Maar dan nog is dat gepionier beperkt door de achterlopende regelgeving. In principe is alles mogelijk, maar wordt de ontwikkeling geremd door de wet die bijvoorbeeld zegt dat drones niet autonoom mogen vliegen.
“Op dit moment heb je altijd een piloot, waarnemer en bediener van de sensors nodig”, aldus Mersha die die menselijke inzet overbodig vindt, omdat dat tijd, geld en veel inspanning kost.
Dat irriteert hem, omdat de systemen al direct toe te passen zijn. “De ontwikkelingen kunnen niet worden gestopt. Er zijn al bedrijven die aan de slag willen. We zijn aan het duwen, we lobbyen, want we willen maatschappelijke problemen oplossen.”

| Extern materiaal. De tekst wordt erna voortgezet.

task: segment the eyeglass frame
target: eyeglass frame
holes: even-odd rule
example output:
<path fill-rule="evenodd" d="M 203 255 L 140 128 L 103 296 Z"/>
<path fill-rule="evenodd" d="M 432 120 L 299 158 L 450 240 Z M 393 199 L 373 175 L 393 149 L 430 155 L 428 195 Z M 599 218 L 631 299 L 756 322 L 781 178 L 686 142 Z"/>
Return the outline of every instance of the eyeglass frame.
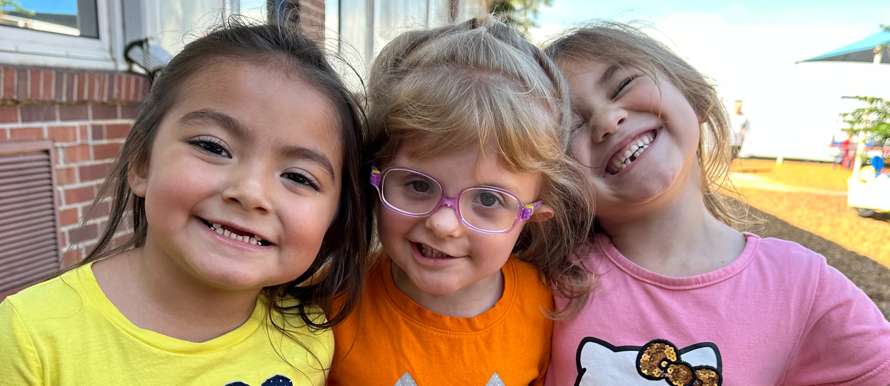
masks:
<path fill-rule="evenodd" d="M 439 190 L 440 190 L 440 192 L 441 192 L 441 194 L 439 197 L 439 202 L 437 202 L 436 205 L 434 207 L 433 207 L 433 209 L 430 209 L 428 212 L 423 213 L 423 214 L 417 214 L 417 213 L 407 212 L 407 211 L 400 209 L 396 208 L 395 206 L 393 206 L 392 204 L 389 203 L 388 201 L 386 201 L 386 198 L 384 197 L 384 191 L 383 191 L 383 189 L 381 189 L 380 185 L 384 182 L 384 176 L 386 173 L 388 173 L 390 170 L 405 170 L 405 171 L 410 171 L 412 173 L 417 173 L 417 174 L 424 176 L 424 177 L 425 177 L 427 178 L 430 178 L 431 180 L 433 180 L 433 182 L 435 182 L 439 185 Z M 514 194 L 512 192 L 505 190 L 505 189 L 501 189 L 499 187 L 488 186 L 488 185 L 467 186 L 467 187 L 465 187 L 464 189 L 461 189 L 460 192 L 457 192 L 457 194 L 455 194 L 455 195 L 452 196 L 452 195 L 449 195 L 449 193 L 445 193 L 445 185 L 442 185 L 441 181 L 439 181 L 439 179 L 437 179 L 436 177 L 434 177 L 433 176 L 430 176 L 429 174 L 426 174 L 426 173 L 425 173 L 423 171 L 417 170 L 417 169 L 411 169 L 411 168 L 392 167 L 392 168 L 386 168 L 383 171 L 381 171 L 376 166 L 372 166 L 371 167 L 370 183 L 374 186 L 374 188 L 377 190 L 377 195 L 380 196 L 380 202 L 383 202 L 383 204 L 385 205 L 386 208 L 389 208 L 389 209 L 391 209 L 392 210 L 395 210 L 397 213 L 400 213 L 400 214 L 402 214 L 402 215 L 405 215 L 405 216 L 409 216 L 409 217 L 428 217 L 430 216 L 433 216 L 433 213 L 438 212 L 439 209 L 441 209 L 441 207 L 449 207 L 449 208 L 450 208 L 451 209 L 453 209 L 455 211 L 455 214 L 457 215 L 457 220 L 460 221 L 460 224 L 463 224 L 464 226 L 466 226 L 467 228 L 470 228 L 470 229 L 472 229 L 473 231 L 476 231 L 476 232 L 482 232 L 482 233 L 486 233 L 486 234 L 505 234 L 505 233 L 509 233 L 511 231 L 514 230 L 514 228 L 516 227 L 517 225 L 519 225 L 519 223 L 522 223 L 522 221 L 527 221 L 530 218 L 531 218 L 531 215 L 533 215 L 538 210 L 538 208 L 540 207 L 541 204 L 544 203 L 543 201 L 538 200 L 537 202 L 523 205 L 522 204 L 522 201 L 520 200 L 519 197 L 517 197 L 516 194 Z M 476 227 L 476 226 L 473 226 L 473 225 L 470 225 L 469 223 L 467 223 L 466 220 L 464 219 L 464 216 L 460 214 L 460 196 L 461 196 L 461 194 L 464 193 L 464 192 L 466 192 L 466 191 L 471 190 L 471 189 L 479 189 L 479 188 L 484 188 L 484 189 L 488 189 L 488 190 L 493 190 L 493 191 L 496 191 L 496 192 L 498 192 L 498 193 L 505 193 L 505 194 L 510 196 L 510 198 L 515 200 L 516 202 L 519 203 L 519 208 L 516 209 L 516 219 L 514 220 L 513 225 L 510 225 L 509 228 L 507 228 L 507 229 L 506 229 L 504 231 L 490 231 L 490 230 L 487 230 L 487 229 L 481 229 L 481 228 Z"/>

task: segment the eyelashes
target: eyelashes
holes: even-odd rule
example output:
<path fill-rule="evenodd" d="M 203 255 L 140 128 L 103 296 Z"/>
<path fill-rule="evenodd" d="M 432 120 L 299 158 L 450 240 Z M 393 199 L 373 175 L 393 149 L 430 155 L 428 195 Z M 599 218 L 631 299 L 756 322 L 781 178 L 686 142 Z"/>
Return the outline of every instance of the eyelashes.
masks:
<path fill-rule="evenodd" d="M 621 91 L 625 89 L 625 87 L 627 87 L 627 85 L 630 84 L 631 82 L 634 82 L 634 79 L 636 79 L 638 76 L 639 75 L 633 75 L 633 76 L 631 76 L 631 77 L 629 77 L 627 79 L 625 79 L 623 82 L 621 82 L 621 83 L 619 84 L 619 86 L 615 89 L 615 91 L 612 92 L 612 98 L 611 98 L 614 99 L 614 98 L 618 98 L 619 94 L 621 93 Z"/>
<path fill-rule="evenodd" d="M 231 158 L 231 153 L 225 147 L 222 141 L 213 137 L 198 137 L 189 139 L 186 143 L 197 147 L 200 152 L 206 154 Z"/>
<path fill-rule="evenodd" d="M 312 179 L 306 174 L 300 171 L 286 171 L 281 173 L 281 177 L 289 179 L 295 185 L 300 185 L 309 187 L 316 192 L 320 192 L 321 188 L 319 186 L 318 181 Z"/>

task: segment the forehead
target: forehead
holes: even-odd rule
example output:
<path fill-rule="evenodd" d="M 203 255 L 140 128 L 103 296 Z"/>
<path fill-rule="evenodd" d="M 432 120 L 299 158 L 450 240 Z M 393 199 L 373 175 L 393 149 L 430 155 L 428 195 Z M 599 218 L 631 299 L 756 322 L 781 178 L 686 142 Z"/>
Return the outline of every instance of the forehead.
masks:
<path fill-rule="evenodd" d="M 219 111 L 255 132 L 258 144 L 309 145 L 341 161 L 340 123 L 330 99 L 296 75 L 274 66 L 216 62 L 191 76 L 178 94 L 165 122 L 201 109 Z"/>

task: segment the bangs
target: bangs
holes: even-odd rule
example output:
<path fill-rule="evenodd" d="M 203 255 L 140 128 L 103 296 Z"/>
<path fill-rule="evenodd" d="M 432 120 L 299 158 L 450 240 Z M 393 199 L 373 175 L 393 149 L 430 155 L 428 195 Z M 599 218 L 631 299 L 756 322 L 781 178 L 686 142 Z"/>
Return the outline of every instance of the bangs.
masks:
<path fill-rule="evenodd" d="M 383 162 L 407 141 L 417 144 L 409 158 L 474 148 L 478 162 L 494 151 L 514 172 L 546 172 L 562 156 L 560 113 L 528 84 L 492 72 L 440 67 L 415 71 L 394 93 L 400 98 L 383 122 L 390 138 L 378 154 Z"/>

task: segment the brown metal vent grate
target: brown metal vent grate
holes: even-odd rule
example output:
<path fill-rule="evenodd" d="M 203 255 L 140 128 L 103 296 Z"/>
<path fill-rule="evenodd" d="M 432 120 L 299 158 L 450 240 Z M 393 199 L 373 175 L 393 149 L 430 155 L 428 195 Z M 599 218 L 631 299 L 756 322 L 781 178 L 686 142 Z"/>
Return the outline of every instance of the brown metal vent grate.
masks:
<path fill-rule="evenodd" d="M 48 150 L 0 154 L 0 293 L 59 268 Z"/>

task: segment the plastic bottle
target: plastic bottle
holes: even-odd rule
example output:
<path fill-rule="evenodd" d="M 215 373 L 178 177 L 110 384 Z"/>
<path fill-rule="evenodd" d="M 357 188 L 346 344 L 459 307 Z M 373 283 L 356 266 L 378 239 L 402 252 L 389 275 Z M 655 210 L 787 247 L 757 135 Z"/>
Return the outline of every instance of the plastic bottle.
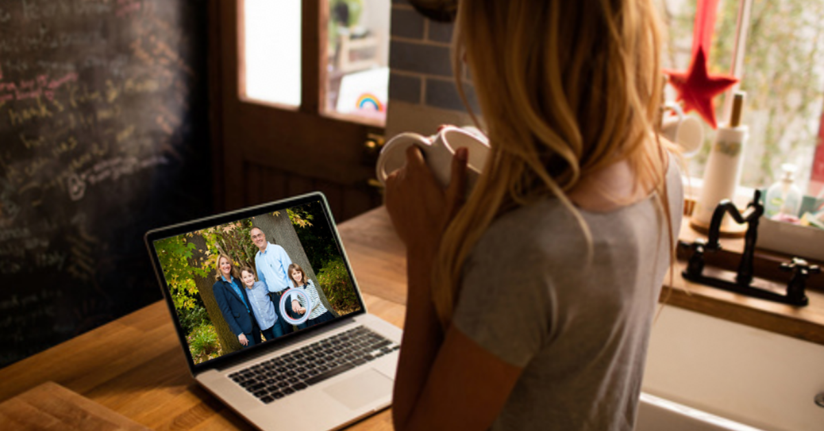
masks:
<path fill-rule="evenodd" d="M 781 179 L 767 189 L 764 215 L 769 218 L 798 218 L 803 198 L 801 190 L 795 185 L 798 168 L 791 163 L 784 163 L 781 165 L 781 170 L 784 171 Z"/>
<path fill-rule="evenodd" d="M 747 126 L 741 124 L 745 96 L 744 91 L 735 92 L 729 124 L 719 127 L 715 134 L 715 142 L 704 169 L 704 185 L 692 214 L 692 223 L 696 226 L 709 227 L 719 202 L 733 200 L 735 196 L 748 134 Z M 724 229 L 731 221 L 729 214 L 725 215 L 721 228 Z"/>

Zoals de klimaatproblemen, het detecteren en bestrijden van eikenprocessierupsen en forensisch onderzoek naar vermiste mensen; ‘the sky is echt niet meer de limit. Er kan al heel veel’.
Gelukkig, zegt hij, is er de testlocatie Space53 op de voormalige vliegbasis Twente. “Daar kunnen we uitgebreid testen zonder restricties, maar wat je ook nodig hebt, is praktijkervaring. Aan de hand daarvan kunnen we verbeteringen aanbrengen.”
En dat is nodig ook. Enschede wil immers Europees dronehoofdstad worden. “Onze regio is innovatief, daar moeten we gebruik van maken om onze talenten te behouden. Zo’n modulair en schaalbaar docking station met drone leidt naar spin off waardoor de talenten hier blijven.”